– Мы должны остановить это.
– Мы ничего уже не можем остановить, Тарс.
– Не стой у меня на пути. – Тарс положил руку на расстегнутую кобуру.
Грэм не двигался.
– Пусть войдет, – сказал появившийся за его спиной Баррис.
Грэм послушно отошел в сторону. Пальцы Тарса вспотели. «Всего один выстрел, – думал он. – Всего один». Баррис улыбнулся и жестом пригласил его войти. Тяжелая дверь закрылась за спиной. Десятки глаз устремили на Тарса свои вопросительные взгляды. Его плечи опустились, но он тут же взял себя в руки.
– Вы понимаете, что делаете? Понимаете, к чему все это приведет? – решительно спросил Тарс.
– Вы в чем-то обвиняете меня? – Баррис поднял левую бровь.
– Да. Обвиняю. – Тарс снова вспомнил свою жену, и зубы его предательски скрипнули.
– Но разве не для этого существуют суды и судьи?
– К черту! – рявкнул Тарс и ему показалось, что следящие за ним взгляды сменились с вопросительных на враждебные. – Полгорода ненавидит вас так сильно, что готовы ежесекундно учинить самосуд! Скажите, почему я должен сдерживать их от этого? А?
– Может быть, потому что вторая половина готова защищать меня? – Лицо Барриса было каким-то до отвращения умиротворенным.

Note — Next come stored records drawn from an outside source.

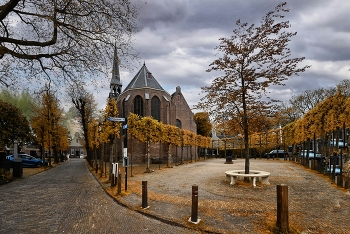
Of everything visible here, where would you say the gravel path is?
[0,159,196,234]
[118,159,350,233]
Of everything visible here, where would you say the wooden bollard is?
[276,184,289,233]
[189,185,200,223]
[118,171,122,194]
[142,181,148,209]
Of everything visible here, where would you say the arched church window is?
[176,119,182,128]
[151,96,160,121]
[134,95,143,116]
[122,98,125,118]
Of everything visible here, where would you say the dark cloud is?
[110,0,350,110]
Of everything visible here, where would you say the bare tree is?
[68,84,97,162]
[0,0,137,86]
[197,3,309,174]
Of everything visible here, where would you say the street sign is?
[108,116,125,122]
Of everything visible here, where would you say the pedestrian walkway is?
[0,159,196,234]
[104,159,350,233]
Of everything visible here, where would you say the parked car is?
[6,154,48,167]
[299,150,322,159]
[326,165,340,175]
[329,139,348,148]
[265,150,288,158]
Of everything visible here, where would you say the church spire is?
[109,45,122,98]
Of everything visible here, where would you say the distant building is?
[109,47,197,163]
[68,132,84,158]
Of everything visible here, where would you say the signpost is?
[108,116,125,122]
[107,116,129,191]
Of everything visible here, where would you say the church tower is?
[109,46,123,99]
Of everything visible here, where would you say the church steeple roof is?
[124,63,165,92]
[109,46,123,98]
[111,47,121,85]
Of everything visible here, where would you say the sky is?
[92,0,350,111]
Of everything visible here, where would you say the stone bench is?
[225,170,270,187]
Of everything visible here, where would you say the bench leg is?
[261,176,270,185]
[230,176,236,186]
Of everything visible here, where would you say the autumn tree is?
[197,3,309,174]
[0,89,34,120]
[0,99,33,150]
[68,83,97,162]
[99,98,121,178]
[0,0,137,86]
[31,85,69,166]
[194,112,212,136]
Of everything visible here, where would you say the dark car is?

Тарс хотел спустить курок. Как никогда хотел.
– Это ничего не изменит, – сказал Баррис все с тем же умиротворением. – Даже моя смерть. Мы все равно вернемся. Вернемся и возродим падший дом: поднимем из руин и обновим его, чтобы все человечество, которое неизбежно принадлежит нам, стремилось к нашему единству. Да, Тарс. Мы совершим все это. И это было известно от века в век…
Когда Тарс вышел из дома Александра Грэма, он уже не был прежним Тарсом. Руки безумцев, прижавшие его к полу, порвали униформу. Кто-то раскрыл ему рот, всунул между стиснутых зубов ложку, и Баррис лично влил ему в горло стакан зараженной питьевой воды. Она принесла голос. Странный, всепроникающий голос. «Больше счастья в том, чтобы давать, чем в том, чтобы брать», – слышал Тарс.
– Нет, – прошептал он, поднимаясь с пола.
Люди расступились. Их глаза стали миролюбивыми, словно он теперь был одним из них.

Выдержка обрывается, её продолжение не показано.